Whether by design or by default, Nigeria is now approaching the dawn of the post-petroleum age. For a country so heavily dependent and for so long on petroleum, it is difficult to contemplate a future without petroleum – so pervasive and critical has been the role of petroleum in our national economy! However, this is the stark reality that we need to embrace. The post-petroleum age in Nigeria comes with both risks and opportunities which policy-makers and other key stakeholders need to be aware of and respond to by appropriately managing the episodic and traumatic transition from fossil fuels to renewables. It cannot be business as usual, with the typical lack of a sense of urgency.

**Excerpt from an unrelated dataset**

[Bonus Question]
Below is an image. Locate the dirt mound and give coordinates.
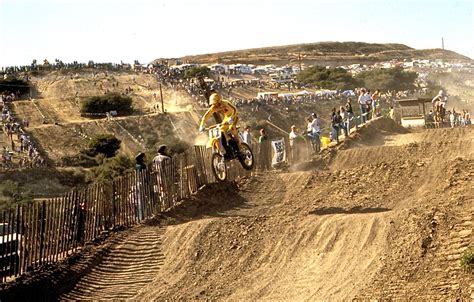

Meanwhile, saving the Naira from its prevailing travails would require comprehensive and robust initiatives, some of which have been highlighted together with an identification of the forces at work. The measures mandated include the devaluation of the Naira but it should be reiterated that this is just one, albeit a key element, in the nexus of actions required to be taken. Some of the initiatives would have long gestation periods. However, coordinated and diligent implementation of these and many other initiatives by Government, working with key private sector stakeholders, should yield a realistic, unified exchange rate regime and restore confidence and stability in the foreign exchange markets in the short run. Long-term sustainability will require strong political will by Government and consistent efforts on an ongoing basis by all.

Above all, we need to embrace change, big change! One important implication of the creation of a new interbank foreign exchange market advocated above is that the private sector operators would cease to rely on the CBN for their foreign exchange needs, subject to a transitional phase of not more than six months. This would, no doubt, come as a shock and, for many businesses, it would mean “export or perish”! Although this appears to be a rather risky, even worrisome proposition, it is warranted and inevitable in our present dire circumstances. Indeed, “export or perish” is not a curse, a mere slogan or exhortation. It is a strategic imperative for our economic survival and transformation!

• Concluded
• Odozi, Financial Consultant and company Director, is former Deputy Governor of the Central Bank.